Die Erschaffung von Mann und Frau

Die Erschaffung des Menschen als Mann und Frau im zweiten Kapitel des Buches Genesis kann als eine Entfaltung des in Genesis 1 nur sehr knapp erzählten Vorgangs verstanden werden. Es fällt nämlich auf, dass Gott nicht zuerst den Mann erschafft, sondern einen Menschen. Gen 2,7 lautet: „Und Gott, der Herr, formte den adam, d.h. den Menschen, aus Staub von der adama, das heißt dem Erdboden“.

„Adam“ ist hier kein Eigenname, sondern Gattungsbezeichnung. „Adam“ bedeutet „Mensch“, nicht „Mann“. Vom Mann (hebräisch: isch) ist erst später die Rede (Gen 2,23) und zum Eigennamen wird adam erst im vierten Kapitel des Buches Genesis. In Gen 2,7 liegt ein Klangspiel vor: Der adam, der Mensch, ist geformt aus der adama, dem Erdboden. Das Klangspiel ist aber auch ein Sinnspiel. Der von Gott geschaffene Mensch ist mit der Erde verbunden, mit seinem Lebensraum.

Die Menschenschöpfung gelangt nicht mit der Erschaffung eines lebendigen und versorgten Menschen an ihr Ziel, sondern mit der Erschaffung von Mann und Frau, die einander zugeordnet sind. Eine Etappe auf dem Weg zu diesem Ziel ist die Erschaffung der Tiere. Doch die Tiere, so zeigt sich, sind nicht die Hilfe, „die dem Menschen entspricht“, sind kein ihm entsprechendes Gegenüber.

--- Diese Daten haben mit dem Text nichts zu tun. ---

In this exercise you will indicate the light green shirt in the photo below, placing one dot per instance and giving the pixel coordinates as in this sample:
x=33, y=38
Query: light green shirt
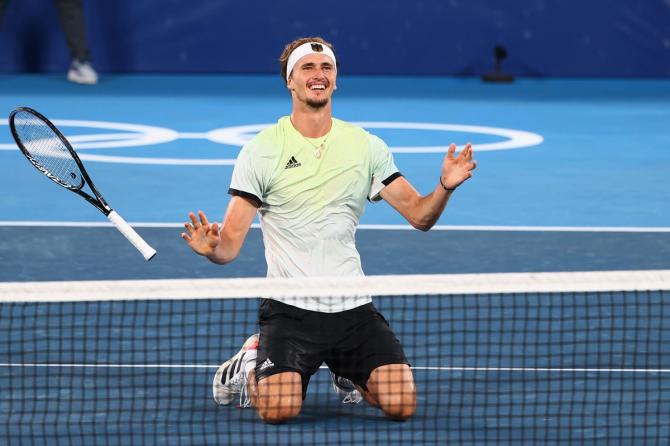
x=311, y=193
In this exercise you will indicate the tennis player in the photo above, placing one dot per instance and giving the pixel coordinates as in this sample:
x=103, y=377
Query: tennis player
x=308, y=178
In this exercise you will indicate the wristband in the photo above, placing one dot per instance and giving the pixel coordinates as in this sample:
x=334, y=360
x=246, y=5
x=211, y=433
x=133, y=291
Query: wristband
x=445, y=187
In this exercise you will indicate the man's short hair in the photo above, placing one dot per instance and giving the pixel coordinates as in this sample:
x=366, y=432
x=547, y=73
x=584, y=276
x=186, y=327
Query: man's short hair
x=283, y=59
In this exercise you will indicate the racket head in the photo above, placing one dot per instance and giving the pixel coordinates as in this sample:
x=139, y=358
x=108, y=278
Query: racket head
x=46, y=148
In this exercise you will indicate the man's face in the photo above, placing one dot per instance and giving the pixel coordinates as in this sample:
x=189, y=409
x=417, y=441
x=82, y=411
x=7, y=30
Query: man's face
x=313, y=80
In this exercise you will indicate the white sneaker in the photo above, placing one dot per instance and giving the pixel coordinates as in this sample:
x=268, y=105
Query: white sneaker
x=230, y=379
x=346, y=389
x=82, y=73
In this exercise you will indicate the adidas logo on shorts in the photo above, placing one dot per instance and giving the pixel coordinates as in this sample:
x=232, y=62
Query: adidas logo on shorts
x=267, y=363
x=292, y=163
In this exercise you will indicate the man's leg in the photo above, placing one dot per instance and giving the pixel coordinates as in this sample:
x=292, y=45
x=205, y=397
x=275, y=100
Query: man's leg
x=71, y=15
x=391, y=388
x=277, y=398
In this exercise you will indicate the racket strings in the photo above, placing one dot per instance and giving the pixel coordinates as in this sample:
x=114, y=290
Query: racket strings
x=47, y=152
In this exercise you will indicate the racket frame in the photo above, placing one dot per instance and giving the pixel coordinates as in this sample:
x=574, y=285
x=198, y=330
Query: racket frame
x=97, y=200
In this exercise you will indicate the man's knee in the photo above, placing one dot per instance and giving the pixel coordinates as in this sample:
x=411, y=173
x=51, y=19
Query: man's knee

Mann und Frau sind gleich ursprünglich

Die Frau wurde nicht aus der Rippe des Mannes erschaffen, sondern aus der Rippe des ersten Menschen. Erst durch die Erschaffung der Frau (ischa) aus der Rippe des Menschen (adam) wird der erste Mensch (adam) zum Mann (isch). Mannsein und Frausein liegt also ein ursprüngliches, gemeinsames Menschsein zugrunde. Mit einem Klangspiel bringt der zum Mann gewordene Mensch dies zum Ausdruck: „Das endlich ist Gebein von meinen Gebeinen und Fleisch von meinem Fleisch. Ischa (Frau) soll sie heißen, denn von isch (Mann) ist sie genommen.“ (Gen 2,23) Die Aussage „denn vom Mann ist sie genommen“ ist wörtliche Rede und gibt die subjektive Sicht des Mannes wieder. Aus der Sicht des allwissenden Erzählers ist die Rippe vom Menschen (adam), nicht vom Mann genommen (Gen 2,24). Darin artikuliert sich die grundlegende Einsicht der biblischen Anthropologie der Geschlechter.

Mit diesem aus Genesis 2 gewonnenen anthropologischen Konzept stimmt auch die Erzählung von Genesis 1 überein. Sie sagt das Gleiche, lediglich auf andere Weise. Nach Genesis 1 werden die Menschen von Anfang an als männliche und weibliche Menschen erschaffen. Mann und Frau sind gleich ursprünglich.

Beide sind Bilder Gottes. Sie verwirklichen auf je unterschiedliche Weise das ganze Menschsein.

Der Autor ist Professor für Alttestamentliche Bibelwissenschaft an der Kath.-Theol. Fakultät der Universität Wien.

Gekürzter Auszug des Vortrags, den der Autor beim Ordenstag 2008 in Wien gehalten hat.